Елена была прекрасна. Она считалась в семье самой красивой. Может, так оно и было. У ней была чахотка. Это ради нее с Кавказа переехали в Крым – Кавказ, помненью врачей был ей не слишком показан. Нет, сейчас еще болезнь не была в той страшной стадии, когда остается ждать самого худшего. Елена была бодра, порой весела – а страдала тихо, по-русски. Иногда на щеках ее появлялся этот злой румянец – всем известный, и она прикладывала ладони к щекам – и мучилась собой – не физически, больше нравственно, стесняясь себя; когда сухой острый кашель ее прерывал веселый общий разговор или нежный тет-а-тет, она выскальзывала из комнаты, бормоча что-то невнятное. «Как это объяснить? Мне нравится она – Как, вероятно, вам чахоточая дева – Порою нравится…» – напишет он поздней, сознаваясь в любви к осени и, вероятно, к ней, к Елене. Вероятно. Бесконечная печаль сжатых полей – и бесконечно яркий цвет желтых кленов. Цвет прекрасный, рожденный, чтоб увянуть на утренней заре. От холода, от жара… Болезнь – в которой мрачный холод сочетается с жаром. Елена втайне переводила стихи – с английского (на французский, естественно), но не верила в себя в этом смысле, как и в свою женскую судьбу – и безжалостно выбрасывала в окно черновики. Он нашел их однажды, подобрал и с тех пор аккуратно подбирал под ее окнами и складывал. Переводы были негладки – но ярки и талантливы. Он сказал об этом ей – она зарделась, и непонятно было – это смущение или та же болезнь. Он помнил себя совсем недавно – в коляске, на пути на Кавказ – беспомощным и больным. Но теперь он выздоровел. Он не мог с ней – как с Екатериной, как с другими – подниматься в горы или бродить вечером над морем. Сырость! Она уходила обычно в дом. Они занимали несколько домиков невдалеке от берега – в татарской деревушке под Юрзуфом. И Юрзуф была тоже – татарская деревня, только поболе. И домик его был почти над самой водой, а ее – в глубине, как можно дальше от берега. Жениться на Елене? Нельзя сказать, чтоб эта мысль – не приходила ему в голову. Манящая прелесть вечного заката! Заботиться о ней, читать ей стихи – вечером у камелька… Возить ее в Крым, а если, дай Бог, по средствам – так в Италию…
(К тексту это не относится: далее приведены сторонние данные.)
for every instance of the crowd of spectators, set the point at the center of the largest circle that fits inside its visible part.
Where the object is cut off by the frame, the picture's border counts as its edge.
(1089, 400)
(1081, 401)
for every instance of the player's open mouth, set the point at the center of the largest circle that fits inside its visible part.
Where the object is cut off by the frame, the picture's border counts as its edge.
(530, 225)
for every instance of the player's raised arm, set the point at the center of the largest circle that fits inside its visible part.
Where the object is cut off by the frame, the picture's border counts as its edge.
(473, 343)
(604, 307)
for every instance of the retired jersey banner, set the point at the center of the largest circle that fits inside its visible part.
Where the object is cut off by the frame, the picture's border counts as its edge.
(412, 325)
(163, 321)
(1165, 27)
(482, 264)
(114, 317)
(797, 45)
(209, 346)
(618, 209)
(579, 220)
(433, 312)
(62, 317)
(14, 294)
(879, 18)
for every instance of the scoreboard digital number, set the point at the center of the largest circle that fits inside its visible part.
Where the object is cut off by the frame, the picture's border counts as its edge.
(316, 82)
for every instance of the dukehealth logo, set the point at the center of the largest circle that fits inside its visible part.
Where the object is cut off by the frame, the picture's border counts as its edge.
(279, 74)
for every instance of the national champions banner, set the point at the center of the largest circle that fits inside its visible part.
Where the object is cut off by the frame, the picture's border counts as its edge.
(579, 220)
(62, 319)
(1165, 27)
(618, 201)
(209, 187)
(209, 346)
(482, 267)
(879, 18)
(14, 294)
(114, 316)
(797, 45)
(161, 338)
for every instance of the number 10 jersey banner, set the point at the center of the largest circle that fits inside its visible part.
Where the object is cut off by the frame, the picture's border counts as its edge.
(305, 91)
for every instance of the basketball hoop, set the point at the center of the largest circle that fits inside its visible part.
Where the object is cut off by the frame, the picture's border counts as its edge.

(Флоренцию он хотел посетить более – чем Венецию и Рим. То была Дантова страна. Он верил в ад и рай – только Дантов!) Почему-то, в присутствии ее, как-то сами собой возникали разговоры об Италии. Она слушала молча, улыбалась – и прикладывала ладони к щекам. Но элегия сия казалась ему слишком сентиментальной.

Однажды она призналась ему: – Если б вы знали, как я люблю бегать по воде наперегонки с волнами! (Вздохнула.) Но я никогда не бегала!..

Хотелось пасть на колени перед ней – целовать ее руки и лодыжки, так жаждавшие прикосновения прохладной воды – и просить прощения. За что? За собственное здоровье? Но… скажем прямо – он был слишком здоров – для этой любви. Он слишком любил толстые тяжелые палки для прогулок (свинчатка в рукояти – чтоб тяжесть в руке), и толстые ляжки деревенских баб, и прогулки над водой и под дождем, во всякую пору, и вечный хмель от опасности («ты понимаешь, как эта тень опасности нравится мечтательному воображению»): любая угроза жизни – ударяла ему в голову, как крепкое вино. (Может, потому – он так, до конца никогда и не поверил в серьезность этой угрозы?)

Как-то, на берегу – он увидел в глазах ее слезы и поцеловал руку, лежавшую на спинке высокого шезлонга. Она отдернула – почти грубо. Потом испугалась – и протянула обе руки. Он почтительно склонился к одной – потом к другой.